Evidence Options

There are many options for gathering evidence about learning or other issues you wish to assess. Choose the approach(es) that would generate the strongest evidence for your particular question or issue. Strong evidence is information that is reliable and speaks most directly to the desired goal.

Assessment Tools

Strong assessments use valid and reliable tools, instruments, or approaches to collect the evidence. We need to be able to trust that the evidence we’re collecting actually means what we think it means. It is important to choose the right tool according to your goal or question. The following categories, while not mutually exclusive, do represent common approaches to assessment.

Questioning to elicit opinions

The investigator provides a series of questions for the participant to answer on paper, online, or orally. The questions may be close-ended (pick from choices) or open-ended (free answer). The intention is to collect information about participant’s opinions or perceptions about something.

Types:
Survey, Form, Questionnaire, End-of-event evaluation, Interview, Focus Group
Cautions:
Ensure the survey design is valid and reliable to feel confident the participants interpret the questions in the way you intend and that the tool minimizes bias.
Questions asking about participants’ opinions about a topic do not necessarily provide evidence about their skill in that topic.
Analysis approaches:
The analysis depends on the question type. Close-ended questions may lend themselves to descriptive statistics and various statistical analyses. These kinds of questions can be useful to quantify how much people think about certain topics.
Data from open-ended survey questions, interviews, and focus groups generally require qualitative analyses, such as a thematic analysis. This analysis can be time-consuming, but may provide insight on the reasons why participants think as they do about a topic.

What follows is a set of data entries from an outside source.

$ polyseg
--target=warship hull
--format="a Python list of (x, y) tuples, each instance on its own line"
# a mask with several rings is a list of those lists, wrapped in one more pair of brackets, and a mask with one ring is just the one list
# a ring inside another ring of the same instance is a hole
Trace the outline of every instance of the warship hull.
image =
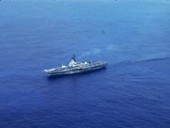
[(84, 73), (84, 72), (103, 69), (106, 67), (106, 65), (107, 62), (98, 61), (94, 63), (80, 63), (80, 64), (76, 64), (73, 67), (66, 66), (66, 67), (57, 67), (53, 69), (45, 69), (44, 71), (47, 72), (50, 76), (71, 75), (71, 74)]

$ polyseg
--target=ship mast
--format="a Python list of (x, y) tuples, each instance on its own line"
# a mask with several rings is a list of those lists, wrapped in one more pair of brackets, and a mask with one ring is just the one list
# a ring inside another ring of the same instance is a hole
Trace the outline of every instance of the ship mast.
[(72, 60), (74, 60), (75, 62), (77, 62), (75, 54), (73, 54)]

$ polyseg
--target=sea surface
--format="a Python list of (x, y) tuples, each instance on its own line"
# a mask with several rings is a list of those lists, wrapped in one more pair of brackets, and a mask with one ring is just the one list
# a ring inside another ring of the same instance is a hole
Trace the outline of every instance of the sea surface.
[(1, 0), (0, 128), (170, 128), (170, 1)]

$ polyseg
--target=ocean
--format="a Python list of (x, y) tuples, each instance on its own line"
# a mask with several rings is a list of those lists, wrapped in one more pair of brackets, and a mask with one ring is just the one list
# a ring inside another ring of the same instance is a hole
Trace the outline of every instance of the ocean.
[(170, 1), (0, 1), (0, 128), (169, 127)]

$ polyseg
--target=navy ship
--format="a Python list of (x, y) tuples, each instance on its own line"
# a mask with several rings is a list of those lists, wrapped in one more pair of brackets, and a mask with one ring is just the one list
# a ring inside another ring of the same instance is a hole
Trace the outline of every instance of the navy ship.
[(77, 62), (73, 55), (72, 60), (67, 66), (62, 65), (61, 67), (45, 69), (44, 72), (47, 72), (49, 75), (69, 75), (102, 69), (105, 68), (106, 65), (106, 61)]

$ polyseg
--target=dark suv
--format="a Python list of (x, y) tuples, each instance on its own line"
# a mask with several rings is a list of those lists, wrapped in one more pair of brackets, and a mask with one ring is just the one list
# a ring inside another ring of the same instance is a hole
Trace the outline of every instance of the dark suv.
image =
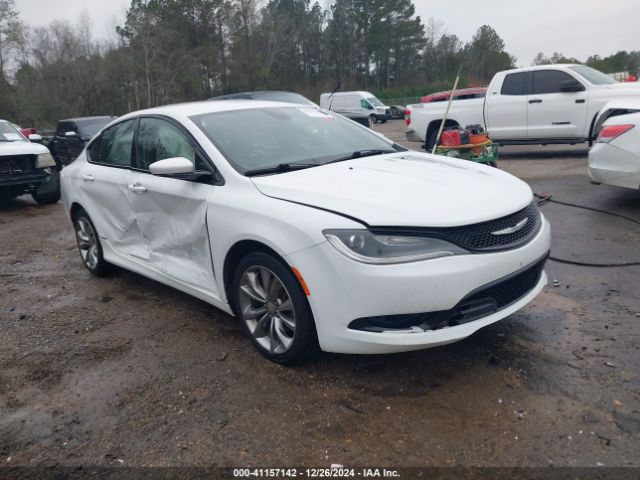
[(60, 120), (49, 149), (59, 167), (69, 165), (102, 127), (116, 117), (81, 117)]

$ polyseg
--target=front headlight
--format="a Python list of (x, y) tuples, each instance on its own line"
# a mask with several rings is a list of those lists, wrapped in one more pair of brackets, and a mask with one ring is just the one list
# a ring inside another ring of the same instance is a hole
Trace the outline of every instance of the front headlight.
[(325, 230), (323, 233), (329, 243), (343, 255), (374, 265), (418, 262), (469, 253), (437, 238), (374, 235), (368, 230)]
[(49, 152), (39, 153), (36, 160), (36, 168), (55, 167), (56, 161), (53, 159)]

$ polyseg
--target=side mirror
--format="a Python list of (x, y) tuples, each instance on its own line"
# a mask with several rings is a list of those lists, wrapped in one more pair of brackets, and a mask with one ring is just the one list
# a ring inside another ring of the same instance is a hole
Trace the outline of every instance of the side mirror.
[(71, 130), (69, 132), (64, 132), (64, 136), (68, 138), (78, 138), (80, 135), (78, 135), (78, 132)]
[(149, 165), (149, 171), (153, 175), (183, 175), (195, 172), (191, 160), (184, 157), (166, 158)]
[(42, 135), (38, 135), (37, 133), (32, 133), (31, 135), (29, 135), (29, 141), (40, 143), (42, 142)]
[(564, 80), (560, 82), (561, 92), (584, 92), (585, 88), (578, 80)]

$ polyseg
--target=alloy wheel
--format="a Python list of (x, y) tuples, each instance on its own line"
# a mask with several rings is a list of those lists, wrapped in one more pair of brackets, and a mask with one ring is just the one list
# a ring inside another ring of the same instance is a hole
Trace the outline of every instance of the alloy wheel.
[(93, 227), (85, 217), (76, 220), (76, 237), (82, 260), (93, 270), (98, 265), (98, 239)]
[(263, 266), (249, 267), (242, 274), (240, 314), (249, 332), (267, 351), (287, 352), (296, 334), (296, 314), (291, 296), (278, 276)]

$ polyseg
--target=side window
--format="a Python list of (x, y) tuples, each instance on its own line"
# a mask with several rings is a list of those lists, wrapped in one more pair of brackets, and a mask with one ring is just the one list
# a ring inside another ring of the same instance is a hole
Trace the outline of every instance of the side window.
[(502, 95), (526, 95), (528, 78), (527, 72), (509, 73), (504, 77), (500, 93)]
[(127, 120), (105, 130), (91, 145), (91, 160), (120, 167), (131, 166), (131, 148), (136, 120)]
[(196, 170), (209, 170), (189, 138), (179, 128), (159, 118), (140, 119), (136, 144), (138, 167), (149, 170), (152, 163), (173, 157), (190, 160)]
[(90, 162), (100, 162), (100, 140), (102, 137), (97, 137), (87, 147), (87, 158)]
[(560, 93), (560, 84), (574, 78), (557, 70), (539, 70), (533, 72), (533, 94)]
[(373, 107), (371, 106), (371, 104), (367, 102), (364, 98), (360, 100), (360, 106), (367, 110), (373, 110)]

Questioning to elicit content knowledge

The investigator provides a series of questions for the participant to answer on paper, online, or orally. The questions may be close-ended (pick from choices) or open-ended (free answer). The intention is to have individuals exhibit their knowledge or cognitive skills on specific topics.

Types:
Exams, Quizzes, Standardized tests, Essay tests, Oral proficiency exams
Cautions:
The tool design can influence how the participants represent their learning. Ensure the design is valid and reliable to feel confident the participants interpret the questions in the way you intend and that the tool is actually measuring what you think it is. (For example, incorrect marks on a bubble sheet could mean that the person did not know the correct answer, but it is also possible the person had a physical disorder which caused the person to mark the wrong circle even though the individual knew the correct answer.)
Analysis approaches:
For close-ended questions, one typically compares the responses to an answer key with the acceptable answers. For open-ended responses, one may compare the response to a rubric or answer key to identify the kinds of information expected within a correct or quality response.

Observation

The investigator captures formal or informal evidence based on what is seen or heard. The intention is to collect information about participant’s behaviors and attitudes, especially in an authentic environment.

Types:
Instructor notes students’  interactions inside or outside of class, Community partner reflects on student work, Instructor marks competency completion on a checklist
Cautions:
The training of observers and nature of the observation approaches can influence the quality of the data collected and how much bias is introduced. Consider triangulating the findings with other evidence. If observation will be the only or primary method for data collection, design the observation protocol carefully, train the observer(s), and use rubrics or standards as appropriate.
Analysis approaches:
Qualitative data may require a thematic analysis. Approaches using checklists or rubrics may generate descriptive statistics.

Request performance

The investigator has the participant perform some task which produces a physical manifestation of the individuals’ knowledge or skills. Performances can be very strong evidence to indicate how well the individual achieved a learning outcome.

Types:
Concerts, Presentations, Documents, Artwork, Portfolios, Athletic event, Experiments, MAPs
Cautions:
Make sure the requested performance and performance criteria closely represent the learning that occurred.
Analysis approaches:
Set performance criteria. Compare the performance to the performance criteria.